Exploratory data analysis of Starbucks customers and grouping them into clusters.
You can see my blogpost for this project here: https://medium.com/@paytonsoicher/what-type-of-starbucks-customer-are-you-72f70e45f65
The Starbucks project was my capstone project for the Udacity Data Scientist Nanodegree. This data was provided by Starbucks to simulate their customers and transactions to see if there are better approaches to sending customers specific promotional deals.
My motivation for this project is that I really enjoy unorthodox projects and I had never done any type of clustering project with scenario data before, so I really wanted to get out of my comfort zone for this one. I also enjoy finding information about businesses that would typically not be viewed as important and taking more of a statistical approach to solving a problem that wouldn't use traditional statistics. I love problem solving, and not having any definitive end result gave me the freedom to solve a problem any way that I could find out.
The different files that were used to create this project are located in the Profile Portfolio and Transcript Data.zip file. Here is a quick overview of each file:
- Profile - Dimensional data about each person, including their age, salary, and gender. There is one unique customer for each record.
- Portfolio - Information about the promotional offers that are possible to receive, and basic information about each one including the promotional type, duration of promotion, reward, and how the promotion was distributed to customers
- Transcript - Records show the different steps of promotional offers that a customer received. The different values of receiving a promotion are receiving, viewing, and completing. You also see the different transactions that a person made in the time since he became a customer.

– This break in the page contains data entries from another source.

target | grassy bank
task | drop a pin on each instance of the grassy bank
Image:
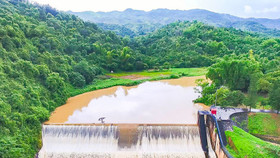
(264, 124)
(246, 145)
(116, 79)
(167, 72)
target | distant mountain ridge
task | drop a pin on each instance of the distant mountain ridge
(160, 17)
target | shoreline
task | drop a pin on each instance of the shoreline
(61, 113)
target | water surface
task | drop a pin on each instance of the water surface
(150, 103)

With all records, you see the day that they intereacted with Starbucks and the amount that it is worth.
One important segment of any business is to look for areas that can be improved to save money or create more revenue. I was determined to look to see how well certain promotions were being used by all customers and to try and see what was a more effective method to offering promotions. Once I could see how people normally reacted, the problem then became to find a better way to make sure that the right people were receiving the right promotions.
I used exploratory analysis to see what type of customers existed in the Starbucks universe, their transaction / promotional engagement habits, and created a customer matrix dataframe that gae the whole view of what type of customer they were. The best machine learning approach was then to use a clustering method that could break up customers into different segments that would respond differently to different promotional deals.

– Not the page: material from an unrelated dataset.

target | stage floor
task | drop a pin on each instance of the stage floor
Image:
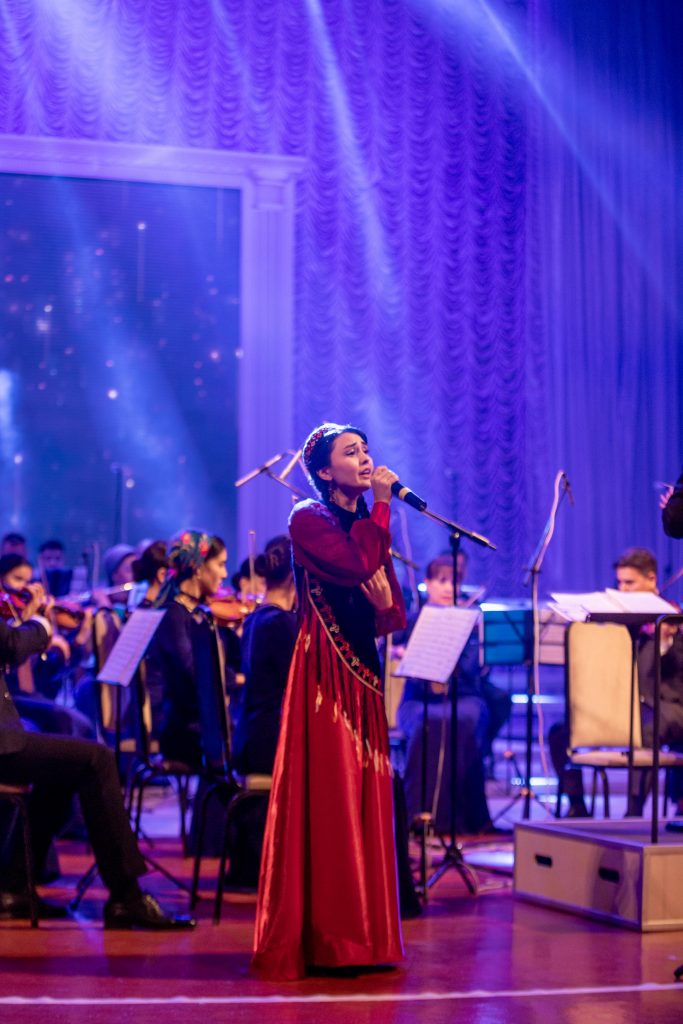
(487, 960)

By doing this, Starbucks can allocate their promotional deals in a more effective manner. People who come back on a regular basis dont need buy one get one free deals, but should receive discount deals. People who might not be able to afford coming into Starbucks stores at a constant basis or don't go regularly for their own reasons should be given BOGO deals to reengage their interests in Starbucks and make them a more reliable customer.
My results showed that Starbucks customers fall into 4 different categories based on mostly their income and the number of times they interact with Starbucks. There are 2 clusters that come consistantly to Starbucks that don't need to receive buy one get one free offers and should only receive discounted promotions. That way those customers still feel rewarded for being a customer, while Starbucks saves some money that they were giving away to them when they didn't have to. The other 2 clusters are groups of people who should be offered more buy one get one free promotions. These customers might not be able to afford coming into Starbucks stores at a constant basis or don't go regularly for their own reasons should be given BOGO deals to reengage their interests in Starbucks and make them a more reliable customer.
Three JSON files that show profiles of customers, promotional deals that are offered, and the transaction history of customers.
portfolio.json
- id (string) - offer id
- offer_type (string) - type of offer ie BOGO, discount, informational
- difficulty (int) - minimum required spend to complete an offer
- reward (int) - reward given for completing an offer
- duration (int) - UNKNOWN
- channels (list of strings)
profile.json
- age (int) - age of the customer
- became_member_on (int) - date when customer created an app account
- gender (str) - gender of the customer (note some entries contain 'O' for other rather than M or F)
- id (str) - customer id
- income (float) - customer's income
transcript.json
- event (str) - record description (ie transaction, offer received, offer viewed, etc.)
- person (str) - customer id
- time (int) - time in hours. The data begins at time t=0
- value - (dict of strings) - either an offer id or transaction amount depending on the record
Jupyter Notebook that shows the start to finish of the this project. This starts with data cleanup and exploration, top level statsitics of customers and their transactions, and cluster analysis for better approaches of sending customers promotions.